I’m just now on my way back from Boston, after having spent a VERY packed 2 days working on the planning of an invitation-only conference that will take place next February on “communicative theology.” This is the name of a way of doing theology, as well as an emphasis within systematic theology, that a group of primarily European Catholic theologians have been working on. We were blessed to be introduced to it (those of us at this meeting) by Mary Ann Hinsdale and Brad Hinze, both of whom have collaborated on this form of doing theology for a while.
Two of the central authors of this field/form of theology are Matthias Scharer and Jochen Hilberath, and both were with us for the meeting. In addition, they had worked very closely with Brad and Mary Ann to ensure that the group who gathered this weekend was very diverse and already committed to intercultural communication (so we had a group of nine people, of whom only three were white, for example -- and men and women, young and old, vowed religious and lay, etc.).
I can't tell you how excited I've been by these two days worth of work! It felt in some very real way as if I "came home" to a part of the Catholic church that feeds me deeply, but which I'm not usually so in touch with -- at least not in its academic, professional forms.
What is "communicative theology"? That's a hard question to answer in a short form, but at a minimum I'd note that these European theologians have integrated a particular form of group processing (the closest thing I've seen to Parker Palmer's or Stephen Brookfield's work) with Trinitarian concerns. So they are working on relational theologies USING A RELATIONAL FORM OF PRACTICE. Imagine that!
Perhaps that doesn't sound so strange. It is, after all, a pretty organic and appropriate thing to do. But these are very senior, European -- and let's face it, white and male -- theologians (one is the director of the Ecumenical Institute at Tubingen, as well as holding the chair in dogmatic theology there, and the other is a senior researcher/faculty member in practical theology at the University of Innsbruck). That they should be so attentive to group process -- and so clearly aware of the tensegrity of it -- surprised and pleased me on some very deep level.
They are working closely with a strategy for group work developed by a woman named Ruth Cohn.
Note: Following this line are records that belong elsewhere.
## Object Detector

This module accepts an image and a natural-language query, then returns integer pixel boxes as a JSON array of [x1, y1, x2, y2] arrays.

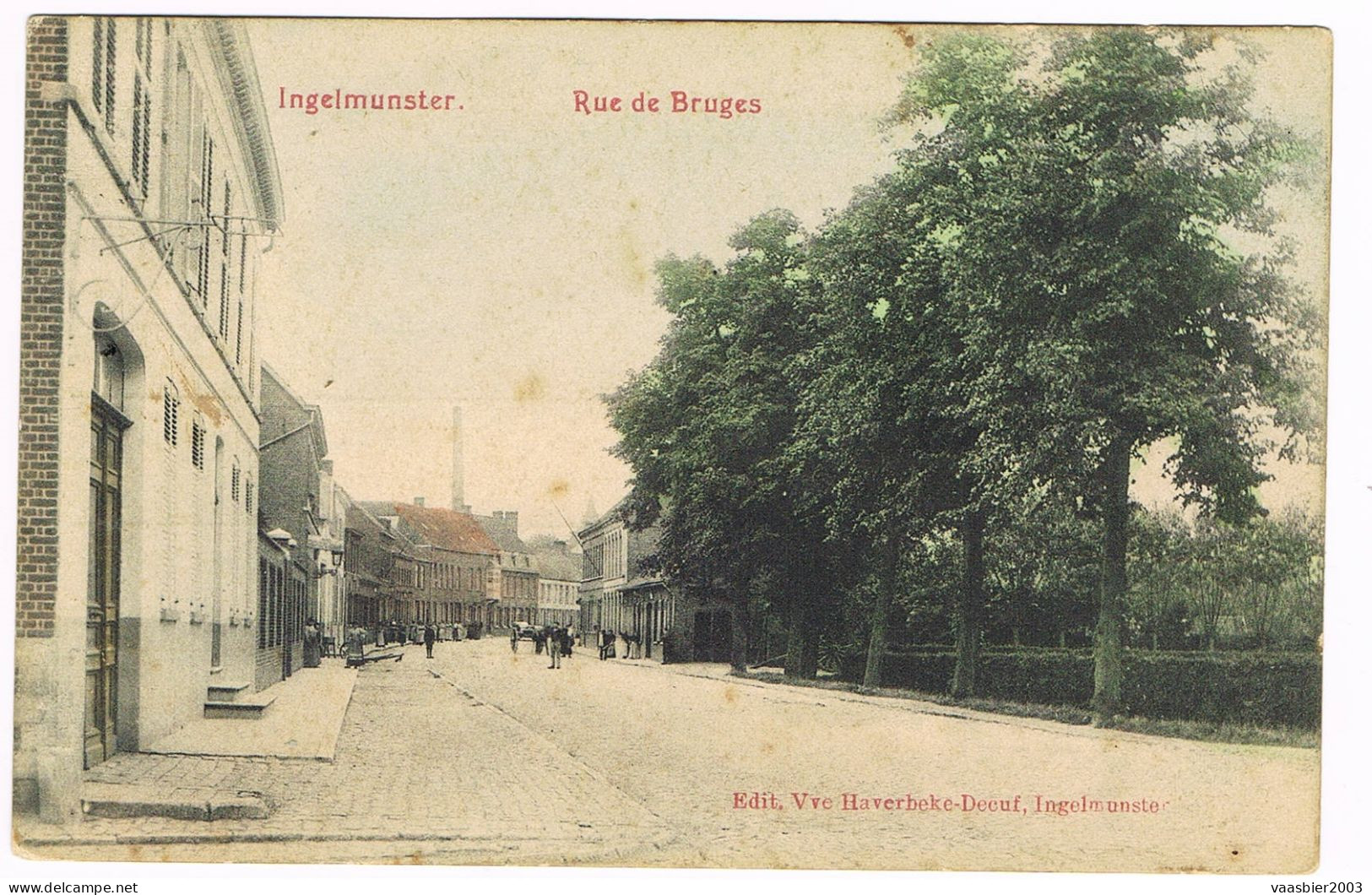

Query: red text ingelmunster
[[277, 86, 463, 116]]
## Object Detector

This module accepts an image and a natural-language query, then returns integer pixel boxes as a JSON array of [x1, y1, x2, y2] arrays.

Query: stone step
[[204, 693, 276, 719], [209, 682, 252, 702], [81, 783, 270, 821]]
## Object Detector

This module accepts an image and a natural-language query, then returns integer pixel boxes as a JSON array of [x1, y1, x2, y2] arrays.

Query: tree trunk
[[1091, 435, 1133, 724], [862, 537, 900, 686], [952, 508, 986, 697], [785, 565, 819, 680], [729, 585, 752, 674]]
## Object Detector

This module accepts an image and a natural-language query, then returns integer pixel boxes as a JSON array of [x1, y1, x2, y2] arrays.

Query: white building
[[14, 17, 281, 820]]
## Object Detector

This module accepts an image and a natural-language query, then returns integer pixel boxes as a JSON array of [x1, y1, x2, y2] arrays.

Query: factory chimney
[[452, 405, 472, 513]]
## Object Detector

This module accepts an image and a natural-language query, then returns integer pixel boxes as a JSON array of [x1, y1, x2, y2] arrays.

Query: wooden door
[[85, 395, 129, 768]]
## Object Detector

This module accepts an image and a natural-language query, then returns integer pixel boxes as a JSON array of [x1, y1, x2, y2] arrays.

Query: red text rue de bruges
[[572, 90, 763, 118]]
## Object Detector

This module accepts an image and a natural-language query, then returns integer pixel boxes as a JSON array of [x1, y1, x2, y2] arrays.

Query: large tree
[[610, 211, 827, 675], [897, 29, 1315, 718]]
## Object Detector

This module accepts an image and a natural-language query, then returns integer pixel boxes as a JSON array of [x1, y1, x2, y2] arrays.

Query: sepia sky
[[248, 19, 1328, 534]]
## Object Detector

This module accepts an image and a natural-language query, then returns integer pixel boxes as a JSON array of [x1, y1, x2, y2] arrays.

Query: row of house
[[14, 17, 577, 821], [14, 17, 299, 820], [577, 498, 733, 662], [343, 497, 579, 636]]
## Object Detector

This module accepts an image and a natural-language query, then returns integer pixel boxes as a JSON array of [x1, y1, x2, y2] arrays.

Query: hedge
[[840, 648, 1321, 730]]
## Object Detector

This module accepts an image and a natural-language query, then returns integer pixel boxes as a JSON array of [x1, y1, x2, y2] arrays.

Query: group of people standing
[[511, 625, 575, 669], [595, 627, 643, 662]]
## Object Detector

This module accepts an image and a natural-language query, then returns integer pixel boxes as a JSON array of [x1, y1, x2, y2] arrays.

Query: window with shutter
[[90, 17, 105, 111], [191, 419, 204, 472], [105, 17, 116, 134], [130, 18, 152, 199], [220, 261, 229, 342], [162, 380, 182, 448]]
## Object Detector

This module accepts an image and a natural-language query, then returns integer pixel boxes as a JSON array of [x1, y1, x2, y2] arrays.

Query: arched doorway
[[84, 334, 130, 768]]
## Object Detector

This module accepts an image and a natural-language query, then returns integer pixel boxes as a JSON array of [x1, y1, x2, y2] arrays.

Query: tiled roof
[[368, 501, 500, 553], [474, 516, 531, 553], [534, 551, 582, 581]]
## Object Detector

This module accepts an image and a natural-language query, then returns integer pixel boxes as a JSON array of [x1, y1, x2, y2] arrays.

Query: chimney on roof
[[450, 405, 472, 513]]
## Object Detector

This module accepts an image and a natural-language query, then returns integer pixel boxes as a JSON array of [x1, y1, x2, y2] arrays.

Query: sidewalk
[[145, 660, 357, 761], [15, 643, 674, 864]]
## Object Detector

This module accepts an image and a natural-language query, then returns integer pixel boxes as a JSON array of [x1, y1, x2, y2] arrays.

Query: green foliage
[[1128, 512, 1324, 649], [610, 211, 814, 639], [610, 29, 1321, 708], [841, 649, 1321, 730]]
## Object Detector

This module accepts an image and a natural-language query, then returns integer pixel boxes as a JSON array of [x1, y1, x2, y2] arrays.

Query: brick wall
[[15, 18, 68, 637]]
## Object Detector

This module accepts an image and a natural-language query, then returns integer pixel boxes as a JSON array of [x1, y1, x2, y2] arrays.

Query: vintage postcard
[[13, 15, 1332, 875]]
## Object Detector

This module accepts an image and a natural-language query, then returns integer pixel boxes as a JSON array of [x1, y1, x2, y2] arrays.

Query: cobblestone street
[[10, 640, 1319, 871]]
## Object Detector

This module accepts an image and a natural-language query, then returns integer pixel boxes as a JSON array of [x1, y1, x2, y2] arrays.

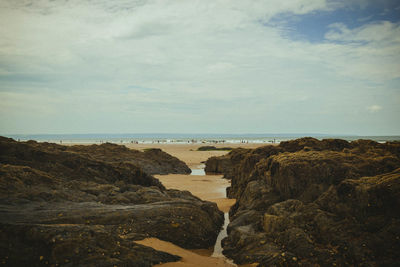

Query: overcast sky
[[0, 0, 400, 135]]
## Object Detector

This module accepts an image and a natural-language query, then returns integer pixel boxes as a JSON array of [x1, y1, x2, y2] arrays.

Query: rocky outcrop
[[67, 143, 191, 174], [0, 138, 223, 266], [208, 138, 400, 266]]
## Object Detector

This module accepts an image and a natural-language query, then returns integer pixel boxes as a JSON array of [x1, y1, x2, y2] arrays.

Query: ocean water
[[4, 133, 400, 144]]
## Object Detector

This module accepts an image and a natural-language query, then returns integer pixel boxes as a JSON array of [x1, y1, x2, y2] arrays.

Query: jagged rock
[[67, 143, 191, 174], [212, 138, 400, 266], [0, 138, 224, 266]]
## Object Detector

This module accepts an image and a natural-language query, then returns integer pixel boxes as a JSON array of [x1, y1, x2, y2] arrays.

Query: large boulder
[[209, 138, 400, 266], [0, 138, 224, 266]]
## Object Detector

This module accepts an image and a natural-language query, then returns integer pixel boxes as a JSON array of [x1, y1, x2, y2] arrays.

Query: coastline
[[127, 143, 263, 267]]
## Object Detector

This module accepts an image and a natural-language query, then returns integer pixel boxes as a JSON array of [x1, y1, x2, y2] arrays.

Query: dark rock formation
[[0, 138, 223, 266], [67, 143, 191, 174], [207, 138, 400, 266]]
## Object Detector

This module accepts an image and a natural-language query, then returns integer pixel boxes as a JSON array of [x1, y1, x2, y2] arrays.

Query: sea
[[3, 133, 400, 144]]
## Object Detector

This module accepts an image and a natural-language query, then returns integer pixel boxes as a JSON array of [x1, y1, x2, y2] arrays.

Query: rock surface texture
[[206, 138, 400, 266], [0, 137, 223, 266]]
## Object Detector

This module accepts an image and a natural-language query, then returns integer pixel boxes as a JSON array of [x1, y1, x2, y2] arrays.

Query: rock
[[210, 138, 400, 266], [67, 143, 191, 174], [0, 138, 224, 266]]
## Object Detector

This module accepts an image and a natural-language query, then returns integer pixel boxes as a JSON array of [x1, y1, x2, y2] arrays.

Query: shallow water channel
[[191, 164, 236, 266]]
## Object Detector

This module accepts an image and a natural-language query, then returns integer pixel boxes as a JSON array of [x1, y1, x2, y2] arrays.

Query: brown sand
[[128, 144, 268, 267], [70, 143, 267, 267], [136, 238, 235, 267], [124, 143, 267, 168]]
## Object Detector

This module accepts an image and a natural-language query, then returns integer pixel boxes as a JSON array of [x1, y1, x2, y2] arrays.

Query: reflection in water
[[191, 164, 237, 266], [211, 212, 229, 257], [190, 164, 206, 175]]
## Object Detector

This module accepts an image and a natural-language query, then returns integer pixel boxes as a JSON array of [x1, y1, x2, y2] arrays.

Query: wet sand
[[127, 144, 263, 267], [69, 143, 268, 267]]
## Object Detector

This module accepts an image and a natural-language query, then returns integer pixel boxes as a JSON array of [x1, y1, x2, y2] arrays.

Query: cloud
[[325, 21, 400, 46], [0, 0, 400, 132], [367, 105, 382, 113]]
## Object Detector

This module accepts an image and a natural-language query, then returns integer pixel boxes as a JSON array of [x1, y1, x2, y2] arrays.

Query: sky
[[0, 0, 400, 135]]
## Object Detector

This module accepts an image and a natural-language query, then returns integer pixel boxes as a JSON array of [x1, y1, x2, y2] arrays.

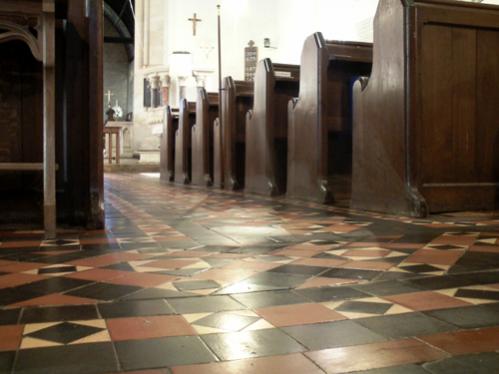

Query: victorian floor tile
[[256, 304, 346, 327], [0, 273, 45, 288], [168, 296, 244, 314], [21, 320, 111, 349], [349, 364, 428, 374], [14, 343, 118, 374], [282, 320, 385, 350], [173, 353, 324, 374], [0, 309, 21, 326], [324, 297, 411, 319], [419, 327, 499, 355], [67, 283, 141, 301], [21, 305, 99, 324], [352, 281, 420, 296], [426, 304, 499, 328], [11, 293, 97, 307], [107, 316, 196, 341], [232, 290, 309, 308], [405, 249, 464, 265], [355, 313, 456, 339], [269, 264, 328, 276], [321, 268, 381, 280], [0, 351, 16, 374], [184, 310, 274, 335], [385, 291, 470, 311], [295, 287, 369, 302], [306, 339, 446, 373], [424, 353, 499, 374], [0, 325, 24, 352], [201, 329, 305, 361], [98, 299, 174, 318], [115, 336, 217, 371]]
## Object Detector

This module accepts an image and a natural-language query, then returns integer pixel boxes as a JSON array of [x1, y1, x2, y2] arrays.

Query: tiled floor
[[0, 174, 499, 374]]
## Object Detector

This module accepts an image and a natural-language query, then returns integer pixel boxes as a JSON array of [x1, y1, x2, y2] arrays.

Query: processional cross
[[104, 90, 114, 105], [188, 13, 203, 36]]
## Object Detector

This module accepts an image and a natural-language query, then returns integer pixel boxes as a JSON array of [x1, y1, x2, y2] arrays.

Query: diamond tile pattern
[[0, 174, 499, 374]]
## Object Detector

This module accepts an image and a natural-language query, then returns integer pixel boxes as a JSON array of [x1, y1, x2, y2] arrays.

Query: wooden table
[[104, 126, 121, 165]]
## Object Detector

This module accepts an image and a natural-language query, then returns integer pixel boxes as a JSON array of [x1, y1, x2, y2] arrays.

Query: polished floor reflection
[[0, 174, 499, 374]]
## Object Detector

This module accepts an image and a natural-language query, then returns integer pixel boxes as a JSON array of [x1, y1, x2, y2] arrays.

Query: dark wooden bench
[[244, 59, 300, 196], [215, 77, 254, 190], [286, 33, 372, 203], [160, 106, 179, 182], [174, 99, 196, 184], [192, 87, 218, 187], [352, 0, 499, 216]]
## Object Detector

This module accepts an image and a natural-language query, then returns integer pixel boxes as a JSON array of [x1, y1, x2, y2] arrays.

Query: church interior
[[0, 0, 499, 374]]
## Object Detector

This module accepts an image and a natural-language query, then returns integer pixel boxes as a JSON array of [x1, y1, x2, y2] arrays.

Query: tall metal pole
[[217, 3, 225, 186]]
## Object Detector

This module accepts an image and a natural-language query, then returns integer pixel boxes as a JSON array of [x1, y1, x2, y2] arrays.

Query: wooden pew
[[244, 59, 300, 196], [286, 33, 372, 203], [215, 77, 254, 190], [352, 0, 499, 216], [174, 99, 196, 184], [192, 87, 218, 186], [160, 106, 179, 182]]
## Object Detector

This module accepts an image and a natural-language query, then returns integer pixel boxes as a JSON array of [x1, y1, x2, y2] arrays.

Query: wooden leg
[[42, 0, 57, 239], [116, 130, 121, 165], [107, 133, 113, 164]]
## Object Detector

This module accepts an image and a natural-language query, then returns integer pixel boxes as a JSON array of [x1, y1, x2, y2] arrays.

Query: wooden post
[[42, 0, 57, 239]]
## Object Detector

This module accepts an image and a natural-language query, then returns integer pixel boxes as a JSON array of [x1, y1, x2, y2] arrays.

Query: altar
[[104, 121, 134, 158]]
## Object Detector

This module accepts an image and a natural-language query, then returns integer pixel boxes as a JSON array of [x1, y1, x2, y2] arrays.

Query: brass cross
[[104, 90, 114, 104], [189, 13, 203, 36]]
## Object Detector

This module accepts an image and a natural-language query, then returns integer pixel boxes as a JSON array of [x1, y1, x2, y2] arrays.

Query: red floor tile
[[0, 325, 24, 352], [173, 354, 323, 374], [405, 249, 464, 265], [107, 316, 196, 341], [0, 273, 46, 289], [384, 291, 471, 311], [419, 327, 499, 355], [256, 303, 346, 327], [305, 339, 447, 374]]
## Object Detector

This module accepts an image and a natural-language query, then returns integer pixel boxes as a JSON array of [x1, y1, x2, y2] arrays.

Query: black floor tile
[[0, 309, 21, 325], [67, 283, 141, 301], [168, 296, 246, 314], [349, 365, 428, 374], [21, 305, 99, 323], [454, 289, 499, 301], [402, 275, 476, 290], [14, 343, 118, 374], [98, 300, 175, 318], [449, 252, 499, 273], [426, 305, 499, 328], [122, 288, 196, 300], [202, 329, 305, 361], [355, 313, 456, 339], [24, 277, 92, 295], [269, 265, 328, 275], [173, 280, 220, 291], [231, 290, 309, 308], [239, 272, 311, 288], [115, 336, 217, 370], [352, 281, 421, 296], [282, 320, 386, 350], [195, 312, 259, 331], [295, 287, 370, 302], [335, 300, 393, 315], [424, 353, 499, 374], [321, 268, 382, 280], [0, 352, 16, 374], [26, 322, 103, 344]]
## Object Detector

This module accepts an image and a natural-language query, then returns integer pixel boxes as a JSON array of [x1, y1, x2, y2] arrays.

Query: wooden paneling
[[192, 87, 218, 186]]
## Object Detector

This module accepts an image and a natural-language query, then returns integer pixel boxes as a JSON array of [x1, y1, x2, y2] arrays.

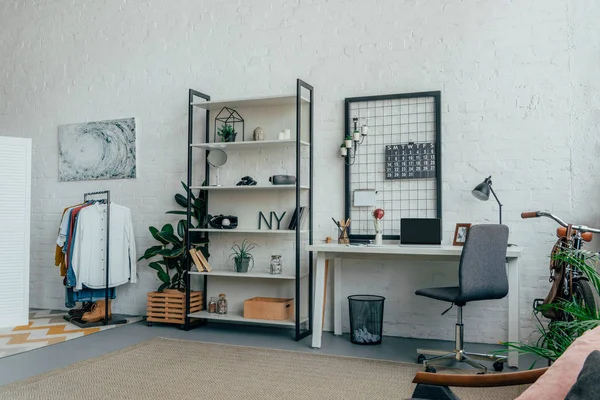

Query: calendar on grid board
[[385, 143, 436, 179]]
The process is called "theme centered interaction" and is apparently very wide spread all over Europe in pedagogical circles. Of course, given that almost all of the writing about it is in German, it's not yet made it very far into English-speaking circles. This process has a clear focus on weaving together the "I" of the person with the "we" of the group and the "It" of the subject (in this case various theological concepts) and the "globe" (meaning, amongst other things, the contextual, social, and political dynamics swirling around us). The only other process I've found that's remotely like it, might be what the Public Conversations Project is doing (but again, they're not working in theological terms).
I suspect this formulation they are doing will be very accessible to Lutherans as well (right now the group working on it which met this weekend, and will meet in February, is Catholic), because in many ways it has the paradoxical kind of claims found in a theology of the cross at the heart of the process. In any case... expect to hear more from me about it as this process continues!